In Rafael Trujillo’s Dominican Republic, that was not the case. Public works, from government buildings to parks and streets, were named for him, large portraits of him hung in every home (often as candlelit shrines), and schoolchildren were taught to revere him. Like their peers, Patria Mirabal and her sisters Minerva, Maria Teresa (Mate), and Adela (Dede), learned to love El Jefe as both a father figure and the object of their schoolgirl crushes.
In using fiction to explore the story of these sisters, Julia Alvarez has imagined their individual voices and given each sister a chance to speak her piece. Each section of the book is recounted through different means – an interview, a diary, an interior monologue, and a journal – until their lives are fully imagined and individual. Their world, though, is fraught with subcurrents they only gradually become aware of. Their experiences – the impunity with which the security forces invade their homes, the targeting of a beautiful schoolfriend by Trujillo, his attempt to seduce one of them, and the backlash when she turns him down – slowly open their eyes to the real nature of ‘security’ in their homeland. For different reasons, they become dissidents working for Trujillo’s overthrow, collectively known in the underground as “the butterflies.”

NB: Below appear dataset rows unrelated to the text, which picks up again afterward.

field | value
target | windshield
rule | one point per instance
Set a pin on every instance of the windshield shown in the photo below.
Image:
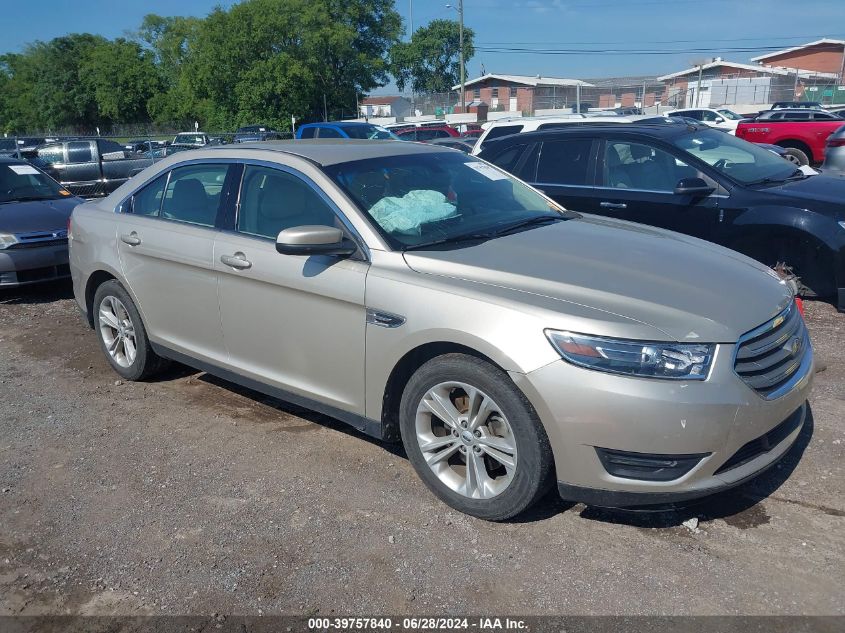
(730, 115)
(368, 132)
(420, 199)
(196, 139)
(21, 181)
(740, 160)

But Alvarez doesn’t fall into the trap of turning them into cardboard revolutionaries. She also imagines their sisterhood – the fights, the love, the disappointments and triumphs that knit any group of people into family. That humanizing of them becomes all the more poignant as we read about their arrest, torture, and assassination for anti-government activities.

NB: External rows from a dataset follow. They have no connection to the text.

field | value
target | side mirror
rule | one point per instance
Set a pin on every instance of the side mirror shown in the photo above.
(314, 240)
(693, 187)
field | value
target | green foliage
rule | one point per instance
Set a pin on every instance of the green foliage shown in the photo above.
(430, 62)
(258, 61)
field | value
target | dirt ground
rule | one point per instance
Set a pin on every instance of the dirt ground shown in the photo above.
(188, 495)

For anyone who has ever thought to him/herself, “How can those people live under a dictator?” this is a revealing read. When the dictator brings longed-for peace and stability, and when the society is conditioned to admire his every achievement, it becomes easier to overlook the midnight arrests, the shut-down newspapers, the smoke coming from the chimneys. In the Time of the Butterflies reminds us that the balance between security and freedom is always shifting, and in the end, the only ones who can make the difference are ordinary people with ordinary lives.